Cheers
To Those Who Cocked A Snook
Ezra Azra
.
©
Copyright 2024 by Ezra Azra |
A Hindu deity. Gouache. courtesy of Wikimedia Commons.
|
It
happened in the middle of the nineteenth century, in the small
utterly nondescript village of Kottarakkara, in the State of Kerala,
India.
By
then India had been a part of the British Empire for nearly a
century.
Both
of our protagonists were in their early teens. He was a penniless
Christian; She was a wealthy Hindu of the Brahmin Caste; the highest
Caste in India.
Nobody
knows how many Castes there were in India in the nineteenth century.
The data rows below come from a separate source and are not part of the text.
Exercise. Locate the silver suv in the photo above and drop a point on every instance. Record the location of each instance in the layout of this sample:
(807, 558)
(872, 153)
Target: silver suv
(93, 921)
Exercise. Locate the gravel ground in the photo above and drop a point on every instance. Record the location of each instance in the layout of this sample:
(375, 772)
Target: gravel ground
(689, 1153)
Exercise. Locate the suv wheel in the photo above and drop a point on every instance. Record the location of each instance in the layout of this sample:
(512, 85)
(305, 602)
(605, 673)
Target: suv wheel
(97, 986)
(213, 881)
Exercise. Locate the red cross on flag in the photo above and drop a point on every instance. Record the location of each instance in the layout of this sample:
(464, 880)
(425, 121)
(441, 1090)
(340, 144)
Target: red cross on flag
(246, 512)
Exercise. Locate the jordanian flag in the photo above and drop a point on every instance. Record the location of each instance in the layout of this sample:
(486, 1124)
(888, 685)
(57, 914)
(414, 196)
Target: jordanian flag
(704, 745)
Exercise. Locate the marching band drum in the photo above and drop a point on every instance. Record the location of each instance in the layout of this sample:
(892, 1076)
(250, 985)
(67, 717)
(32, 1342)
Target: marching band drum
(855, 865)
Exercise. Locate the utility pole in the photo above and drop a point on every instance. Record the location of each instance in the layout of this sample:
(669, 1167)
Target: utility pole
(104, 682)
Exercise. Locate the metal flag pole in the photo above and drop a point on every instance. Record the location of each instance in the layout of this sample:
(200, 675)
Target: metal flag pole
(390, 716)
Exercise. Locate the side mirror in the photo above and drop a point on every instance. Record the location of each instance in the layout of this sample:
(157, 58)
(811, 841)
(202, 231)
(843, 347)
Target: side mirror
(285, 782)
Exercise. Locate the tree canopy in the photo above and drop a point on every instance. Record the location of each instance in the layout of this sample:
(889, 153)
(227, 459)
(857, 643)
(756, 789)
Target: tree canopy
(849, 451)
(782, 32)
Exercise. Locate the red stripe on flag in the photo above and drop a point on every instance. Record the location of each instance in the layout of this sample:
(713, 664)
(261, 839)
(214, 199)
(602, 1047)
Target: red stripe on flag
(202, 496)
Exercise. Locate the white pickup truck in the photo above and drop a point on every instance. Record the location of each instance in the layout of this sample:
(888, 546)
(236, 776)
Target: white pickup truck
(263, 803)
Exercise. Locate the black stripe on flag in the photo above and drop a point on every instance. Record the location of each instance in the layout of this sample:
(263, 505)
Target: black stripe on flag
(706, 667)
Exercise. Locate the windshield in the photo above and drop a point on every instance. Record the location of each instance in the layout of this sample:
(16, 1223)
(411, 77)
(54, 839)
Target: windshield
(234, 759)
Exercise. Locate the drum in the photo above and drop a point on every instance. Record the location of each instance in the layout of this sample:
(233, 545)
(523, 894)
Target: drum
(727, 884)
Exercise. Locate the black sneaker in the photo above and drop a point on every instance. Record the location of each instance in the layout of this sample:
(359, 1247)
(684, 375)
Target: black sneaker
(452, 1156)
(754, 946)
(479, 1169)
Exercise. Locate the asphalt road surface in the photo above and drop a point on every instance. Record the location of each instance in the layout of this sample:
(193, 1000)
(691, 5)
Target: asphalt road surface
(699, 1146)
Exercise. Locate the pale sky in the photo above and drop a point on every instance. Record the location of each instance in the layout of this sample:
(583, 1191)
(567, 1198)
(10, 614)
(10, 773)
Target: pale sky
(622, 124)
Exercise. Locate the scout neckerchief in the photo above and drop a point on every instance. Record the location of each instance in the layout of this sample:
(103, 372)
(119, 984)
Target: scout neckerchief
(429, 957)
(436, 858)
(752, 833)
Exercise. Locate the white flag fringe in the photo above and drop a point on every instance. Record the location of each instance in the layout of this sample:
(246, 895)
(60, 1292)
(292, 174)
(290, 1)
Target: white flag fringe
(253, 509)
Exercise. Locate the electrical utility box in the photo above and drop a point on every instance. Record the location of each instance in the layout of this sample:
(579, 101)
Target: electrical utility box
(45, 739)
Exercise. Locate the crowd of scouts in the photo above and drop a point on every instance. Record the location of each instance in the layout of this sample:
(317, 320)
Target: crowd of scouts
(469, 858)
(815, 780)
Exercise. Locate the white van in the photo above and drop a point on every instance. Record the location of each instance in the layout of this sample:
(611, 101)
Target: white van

The lowest number suggested was five; the highest number was
thousands. Everybody agreed the highest Caste was Brahmin. Those born
Brahmin were believed to be genetically inclined to being
intellectually superior to others.
The
gods punished anyone who did not obey Caste rules.
Christianity
had come to India eighteen
centuries earlier. From the beginning, Christianity and all other
non-Hindu religions, were regarded as lower than the lowest Hindu
Caste.
Our
Brahmin female protagonist had been born with a defect that forbade
anyone from marrying her.
In
Hinduism in those days, to be unmarried, in any Caste, female or
male, was the worst curse from all the hundreds of Hindu gods. A
primary righteous obligation the gods expected of a person was that
they should be kind to other righteous persons. Persons were exempt
from this obligation in their treatment of unmarried individuals.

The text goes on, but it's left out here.